September 1805 (Der Kaiser
hat unseren republikanischen
Kalender verboten. Meine
verstorbene Mama hätte sich
so darüber gefreut, die konnte
sich nie daran gewöhnen.)
W ir waren sehr glücklich in Hannover – Jean-Baptiste, Oscar und ich. Nur wegen der kostbaren Parkettfußböden des königlichen Schlosses gab es manchmal Streit. »Dass Oscar sich einbildet, der spiegelnde Boden des großen Saales sei dazu da, damit der Sohn des Militärgouverneurs auf ihm entlangrutscht, wundert mich nicht, er ist ein sechsjähriger Lausejunge. Aber, dass du –!« Er schüttelte den Kopf, und sein Ärger kämpfte mit Lachen. Dann versprach ich jedes Mal hoch und heilig, nie wieder mit Oscar gemeinsam zuerst einen Anlauf zu nehmen und – rutsch – und rutsch über spiegelndes Parkett zu gleiten. Im großen Ballsaal des Schlosses der ehemaligen Könige von Hannover nämlich. In der Residenz von Monseigneur Jean-Baptiste Bernadotte, Marschall von Frankreich, Gouverneur des Reiches Hannover.
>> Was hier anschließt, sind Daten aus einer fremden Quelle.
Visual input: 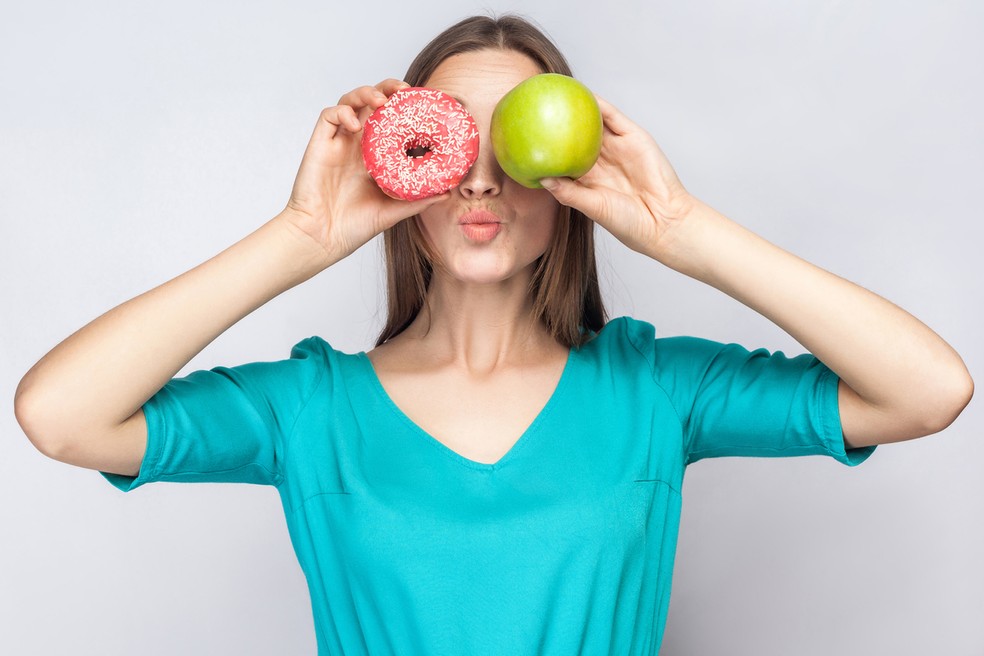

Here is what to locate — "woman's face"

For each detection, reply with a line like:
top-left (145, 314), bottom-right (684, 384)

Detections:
top-left (420, 50), bottom-right (560, 283)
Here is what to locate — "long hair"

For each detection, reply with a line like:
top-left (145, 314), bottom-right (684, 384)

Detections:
top-left (376, 14), bottom-right (607, 347)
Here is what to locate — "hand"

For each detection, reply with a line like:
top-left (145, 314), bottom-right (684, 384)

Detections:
top-left (282, 79), bottom-right (447, 262)
top-left (540, 96), bottom-right (695, 263)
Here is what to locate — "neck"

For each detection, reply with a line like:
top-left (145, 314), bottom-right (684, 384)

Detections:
top-left (405, 270), bottom-right (559, 374)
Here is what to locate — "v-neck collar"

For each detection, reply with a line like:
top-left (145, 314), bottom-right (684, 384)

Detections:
top-left (356, 348), bottom-right (577, 471)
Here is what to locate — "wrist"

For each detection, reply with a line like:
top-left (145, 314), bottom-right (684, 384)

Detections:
top-left (268, 208), bottom-right (344, 282)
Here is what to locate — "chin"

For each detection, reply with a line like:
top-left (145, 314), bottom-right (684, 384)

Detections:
top-left (446, 258), bottom-right (533, 285)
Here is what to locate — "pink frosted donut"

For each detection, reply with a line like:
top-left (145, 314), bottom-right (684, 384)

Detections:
top-left (362, 87), bottom-right (478, 200)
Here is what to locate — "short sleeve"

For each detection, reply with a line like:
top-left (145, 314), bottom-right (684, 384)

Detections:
top-left (100, 337), bottom-right (328, 492)
top-left (606, 317), bottom-right (875, 466)
top-left (654, 337), bottom-right (874, 466)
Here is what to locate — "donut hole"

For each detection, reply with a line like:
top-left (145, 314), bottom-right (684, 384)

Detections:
top-left (403, 137), bottom-right (434, 159)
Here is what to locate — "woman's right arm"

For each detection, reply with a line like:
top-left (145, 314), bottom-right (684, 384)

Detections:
top-left (14, 80), bottom-right (450, 476)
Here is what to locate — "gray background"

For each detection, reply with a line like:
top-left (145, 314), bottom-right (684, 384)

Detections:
top-left (0, 0), bottom-right (984, 656)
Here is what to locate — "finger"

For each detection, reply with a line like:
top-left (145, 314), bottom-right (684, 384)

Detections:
top-left (540, 178), bottom-right (605, 220)
top-left (384, 191), bottom-right (451, 224)
top-left (338, 86), bottom-right (389, 111)
top-left (312, 105), bottom-right (362, 139)
top-left (595, 94), bottom-right (636, 136)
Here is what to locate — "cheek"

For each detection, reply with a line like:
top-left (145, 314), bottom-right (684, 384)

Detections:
top-left (530, 197), bottom-right (563, 255)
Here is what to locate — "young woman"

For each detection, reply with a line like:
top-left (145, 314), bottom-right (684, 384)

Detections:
top-left (16, 12), bottom-right (973, 654)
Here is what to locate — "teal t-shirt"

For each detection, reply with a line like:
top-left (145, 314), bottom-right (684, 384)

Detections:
top-left (104, 317), bottom-right (873, 656)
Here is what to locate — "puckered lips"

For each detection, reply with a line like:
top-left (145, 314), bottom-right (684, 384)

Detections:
top-left (458, 210), bottom-right (502, 242)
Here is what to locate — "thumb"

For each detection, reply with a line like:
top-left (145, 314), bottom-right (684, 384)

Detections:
top-left (540, 178), bottom-right (601, 219)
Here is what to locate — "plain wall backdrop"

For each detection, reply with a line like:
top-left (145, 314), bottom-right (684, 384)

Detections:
top-left (0, 0), bottom-right (984, 656)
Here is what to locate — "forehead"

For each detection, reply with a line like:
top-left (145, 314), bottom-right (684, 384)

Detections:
top-left (425, 49), bottom-right (543, 107)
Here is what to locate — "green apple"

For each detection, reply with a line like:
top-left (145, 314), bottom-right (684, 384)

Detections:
top-left (491, 73), bottom-right (603, 189)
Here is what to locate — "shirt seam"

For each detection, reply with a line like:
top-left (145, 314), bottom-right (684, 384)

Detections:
top-left (274, 338), bottom-right (331, 488)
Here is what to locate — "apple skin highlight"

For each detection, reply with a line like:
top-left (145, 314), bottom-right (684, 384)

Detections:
top-left (490, 73), bottom-right (604, 189)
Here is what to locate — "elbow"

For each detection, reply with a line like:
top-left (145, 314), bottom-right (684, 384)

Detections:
top-left (924, 363), bottom-right (974, 435)
top-left (14, 378), bottom-right (64, 460)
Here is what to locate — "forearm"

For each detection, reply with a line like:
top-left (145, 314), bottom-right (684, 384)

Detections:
top-left (16, 217), bottom-right (328, 445)
top-left (664, 201), bottom-right (972, 437)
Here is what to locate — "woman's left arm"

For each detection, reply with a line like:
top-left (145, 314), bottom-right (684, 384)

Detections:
top-left (544, 98), bottom-right (974, 447)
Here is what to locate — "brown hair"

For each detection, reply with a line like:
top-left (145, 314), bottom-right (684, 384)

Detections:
top-left (376, 14), bottom-right (606, 347)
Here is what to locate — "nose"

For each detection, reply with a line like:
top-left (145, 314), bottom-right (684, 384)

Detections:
top-left (458, 136), bottom-right (506, 200)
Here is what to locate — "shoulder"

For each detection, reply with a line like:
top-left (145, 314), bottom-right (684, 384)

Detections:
top-left (586, 316), bottom-right (728, 373)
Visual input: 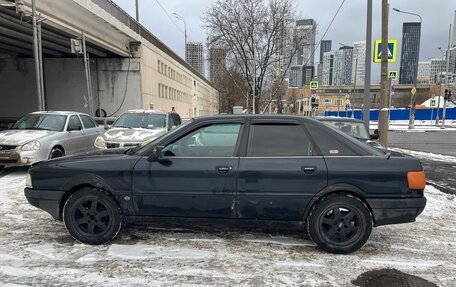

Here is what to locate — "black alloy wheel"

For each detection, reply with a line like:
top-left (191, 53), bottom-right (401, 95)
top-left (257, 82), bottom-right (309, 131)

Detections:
top-left (307, 194), bottom-right (372, 254)
top-left (49, 147), bottom-right (65, 159)
top-left (63, 188), bottom-right (124, 245)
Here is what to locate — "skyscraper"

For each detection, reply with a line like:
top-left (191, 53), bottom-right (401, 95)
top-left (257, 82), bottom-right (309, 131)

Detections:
top-left (209, 47), bottom-right (226, 83)
top-left (333, 46), bottom-right (353, 86)
top-left (399, 22), bottom-right (421, 84)
top-left (293, 19), bottom-right (317, 67)
top-left (317, 40), bottom-right (332, 83)
top-left (185, 42), bottom-right (204, 76)
top-left (351, 41), bottom-right (366, 86)
top-left (320, 51), bottom-right (336, 86)
top-left (319, 40), bottom-right (332, 64)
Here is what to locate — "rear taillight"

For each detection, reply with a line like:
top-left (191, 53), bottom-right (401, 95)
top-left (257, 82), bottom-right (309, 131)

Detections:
top-left (407, 171), bottom-right (426, 189)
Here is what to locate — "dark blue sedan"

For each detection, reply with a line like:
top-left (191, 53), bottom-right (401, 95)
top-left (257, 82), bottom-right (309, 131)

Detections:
top-left (25, 115), bottom-right (426, 253)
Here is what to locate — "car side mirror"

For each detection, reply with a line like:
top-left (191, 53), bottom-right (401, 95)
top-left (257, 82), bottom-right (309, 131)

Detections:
top-left (67, 125), bottom-right (82, 132)
top-left (370, 129), bottom-right (378, 140)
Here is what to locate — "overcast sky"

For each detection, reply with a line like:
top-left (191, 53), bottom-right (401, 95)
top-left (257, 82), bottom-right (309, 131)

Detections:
top-left (114, 0), bottom-right (456, 82)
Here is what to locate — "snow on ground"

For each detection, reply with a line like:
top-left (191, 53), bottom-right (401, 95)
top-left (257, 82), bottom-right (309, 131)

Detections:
top-left (0, 172), bottom-right (456, 286)
top-left (390, 148), bottom-right (456, 163)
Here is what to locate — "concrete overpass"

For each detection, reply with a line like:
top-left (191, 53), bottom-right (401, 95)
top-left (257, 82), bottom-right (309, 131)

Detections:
top-left (0, 0), bottom-right (218, 118)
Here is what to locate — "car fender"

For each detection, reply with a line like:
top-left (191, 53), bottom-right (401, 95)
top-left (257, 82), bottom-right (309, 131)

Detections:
top-left (303, 183), bottom-right (370, 221)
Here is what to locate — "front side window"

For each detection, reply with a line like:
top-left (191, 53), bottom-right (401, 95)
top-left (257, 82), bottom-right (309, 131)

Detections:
top-left (163, 123), bottom-right (241, 157)
top-left (68, 116), bottom-right (82, 130)
top-left (13, 114), bottom-right (66, 132)
top-left (80, 115), bottom-right (96, 129)
top-left (112, 113), bottom-right (166, 129)
top-left (247, 124), bottom-right (316, 157)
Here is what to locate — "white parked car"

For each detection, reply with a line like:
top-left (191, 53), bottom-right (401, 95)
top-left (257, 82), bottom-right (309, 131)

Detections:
top-left (95, 110), bottom-right (182, 149)
top-left (0, 111), bottom-right (104, 169)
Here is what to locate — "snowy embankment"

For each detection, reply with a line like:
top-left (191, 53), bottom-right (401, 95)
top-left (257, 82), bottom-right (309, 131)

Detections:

Immer wieder gab ich mein Versprechen und konnte doch am nächsten Tag der Versuchung nicht widerstehen und ließ mich von Oscar wieder zum Rutschen verleiten. Es war wirklich eine Schande, ich bin nämlich die erste Dame des Reiches Hannover und habe einen kleinen Hofstaat, der aus einer Vorleserin, einer Gesellschaftsdame und den Gattinnen der Offiziere meines Mannes besteht. Leider vergesse ich das manchmal …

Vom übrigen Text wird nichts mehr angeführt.